Even the countries we usually see as friends sometimes take actions that quite deliberately harm the United States and its interests. Ten years ago, when the U.S. went to war with Iraq, France and Germany were not our allies. They were not even neutral. They actively worked with Russia and China to thwart the U.S. military’s mission. Could they act against U.S. interests again in the future – in trade or climate change negotiations, in Syria, Libya or Iran?

This is, to put it briefly, insane. It’s like saying, “You’re not my friend. You actively worked to take away my car keys and thwart my plan to drive home from the party yesterday,” after you managed to get the keys back and then ran the car into a tree. Anyone who followed the discussion in France in Germany at the time of the Iraq war would have to acknowledge that “harming the United States and its interests” was nowhere part of the justification for opposing the war. It wasn’t even a matter of seeing the US and Europe as having opposing interests that demand a compromise, that of course can happen between friends. The general belief was that the US and Europe had one common interest, and the US was screwing it up with its obsession with the “military mission”.

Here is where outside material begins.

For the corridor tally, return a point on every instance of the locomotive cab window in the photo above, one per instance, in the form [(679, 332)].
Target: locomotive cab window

Now, the public debate may have been a charade. Perhaps Mr Baker has seen NSA-procured films of clandestine meetings between Schröder and Chirac, with Chirac twirling the thin moustache that he had specially attached by state cosmeticians for such meetings, and saying, “Of course, you are right, cher Ger’art, my plan to deploy the Force de Frappe to obliterate Washington and that freedom-loving Bush and the ‘orrible MacDo, lacks sufficient, how you say, finesse. Far better to allow our good friend Saddam ‘ussein do our dirty work.” And then they pinned the European Star, first class, to Osama bin Laden’s robe, and apologised that his great service could not yet be publicly acknowledged, but that he would be shining beacon to enemies of freedom down through the ages.

It’s a shame that they can’t publish that. Everyone would understand then why spying on our not-yet-enemies is so important. Until then, our spies will have to remain sadly misunderstood.